A principal causa da hipertensão é a chamada “primária ou essencial”, isto é, uma combinação de fatores promove o aumento sustentado da pressão arterial. Esses fatores incluem retenção de sal e água, rigidez vascular, disfunção endotelial, resistência insulínica, apneia do sono, entre outros.

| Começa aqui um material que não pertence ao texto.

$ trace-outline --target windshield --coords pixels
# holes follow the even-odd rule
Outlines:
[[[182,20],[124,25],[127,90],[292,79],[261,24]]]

Contudo, em 5% dos casos, há uma doença subjacente que, se tratada, pode até curar o paciente! Como suspeitar? A tabela abaixo traz as clássicas situações onde a investigação de causas secundárias está recomendada e as doenças relacionadas:
HAS resistente | Múltiplas causas: DRC, DM, obesidade, etc |
Início < 30 ou > 55 anos | Doença renal: parenquimatosa ou renovascular |
Assimetria renal | |
Sopro abdominal | |
Piora da função renal com iECA/BRA | |
Flash pulmonary edema | |
Anticoncepcionais, descongestionantes nasais, corticoide, metilfenidato | Medicações |
Picos hipertensivos paroxísticos | Feocromocitoma |
Cefaleia + palpitações + sudorese | |
Hipocalemia sem diuréticos | Hiperaldosteronismo |
Obesidade, roncos, sonolência diurna | Apneia Obstrutiva do Sono |
Facies cushingoide | Síndrome de Cushing |
Redução pulsos MMII | Coarctação aorta |
Na teoria, parece fácil. Mas lá no ambulatório, cara-a-cara com o paciente, o quê e como solicitar os exames diagnósticos? Pede tudo de uma vez? Não atrapalha o esquema anti-hipertensivo? Muita calma nessa hora.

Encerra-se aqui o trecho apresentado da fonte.